Angel nodded in silent agreement. The more the light exposed, the more Angel wondered if the boards hadn't simply been a safety precaution after all. If he owned the building, he'd board it the hell up, too.

As Cordelia continued to illuminate the space Angel realized that her search hadn't revealed a door. She had recognized it too, shooting him a confused look before sending the light on a dizzy hunt for an exit. The results were the same: the room was sealed shut. Angel stood wondering about the point of a room with no way out.

And apparently, Cordelia, too. "What is this? Did we enter an apartment and end up in a Japanese Puzzle Box?"

The beam continued its trail along the interior. And then something caught Angel's eye.

"Wait. What's that?"

Cordelia pulled the light back to wall directly in front of them. In the bend where the wall met the floor, there was a small slat of wood. It was a different color than the rest of the floor. A light, natural tan against the moldy brown. It was attached with two crooked nails set only half way into the wood, and rang of a cheap fix. "One of these things is not like the other," Cordelia said, knowingly.

Angel began to walk over to investigate.

Cordelia's hands on his waste stopped him short. The tips of her fingers applied the slightest bit of pressure against his skin, and he felt himself lean back.

"What?" he whispered, harsher than he meant to. She shot him an annoyed look and then motioned to the ground.

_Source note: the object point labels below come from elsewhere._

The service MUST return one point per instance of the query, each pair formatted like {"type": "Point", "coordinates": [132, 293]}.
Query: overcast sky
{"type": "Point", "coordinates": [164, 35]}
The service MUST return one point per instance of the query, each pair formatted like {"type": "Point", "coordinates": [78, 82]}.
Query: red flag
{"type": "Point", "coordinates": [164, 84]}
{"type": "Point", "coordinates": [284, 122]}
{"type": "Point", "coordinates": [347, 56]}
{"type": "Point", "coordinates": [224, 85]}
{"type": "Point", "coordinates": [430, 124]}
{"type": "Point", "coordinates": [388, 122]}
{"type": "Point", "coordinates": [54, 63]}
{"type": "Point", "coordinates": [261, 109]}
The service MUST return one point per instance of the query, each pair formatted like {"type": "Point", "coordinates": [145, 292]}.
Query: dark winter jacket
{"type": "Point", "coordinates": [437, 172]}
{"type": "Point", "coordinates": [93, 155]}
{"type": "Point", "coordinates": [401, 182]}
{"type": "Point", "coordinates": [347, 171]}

Her tiny flashlight illuminated his footstep's aborted destination, a large patch of disintegrating floorboards. Years of neglected rot and decay had rendered them porous and vitiated and, it was obvious, extremely vulnerable.

"Better yield the floor to the girl who won't fall through it," she said, nudging him out of the way. "Wait here."

Angel wanted to protest, but she had a point. Cordelia was considerably lighter, and fighting with her would just fritter away more time; something that was now at a premium. So he stayed put, focusing his energy, instead, on unremitting worry.

"Careful." The warning got a scoff. He knew it would.

He watched on tensely as she made her slow passage to the opposite side of the room, the floor creaking a symphony under her footsteps. One board proved especially flimsy and snapped with a sharp crack. She froze. Her head ducked slightly and she made a pained, yet hopeful face of clenched teeth and squinted eyes. When she felt it was safe, she continued to the end, hopping onto the sturdy final beam as if it were the finish line of an obstacle course. She let out a breath of relief upon safe passage, and spun to give him an 'I'm okay' nod. Angel went to respond and realized that he too had been holding in a lungful of air.

Cordelia crouched on the floor, studying the piece of wood. She ran a finger across its edges, before settling on a grip. As she tugged away with obvious difficulty, her olive colored blouse hitched its way up her back, slowly exposing her tattoo. Angel watched as the inky corona peaked over the horizon of her low-rise jeans.

He had never noticed before, but the compass-rose sun wore a lopsided grin. Cordelia bounced on the balls of her feet, and it began a rapid cycle. Sunrise, sunset. Sunrise, sunset. With each new dawn it flashed its taunting smile.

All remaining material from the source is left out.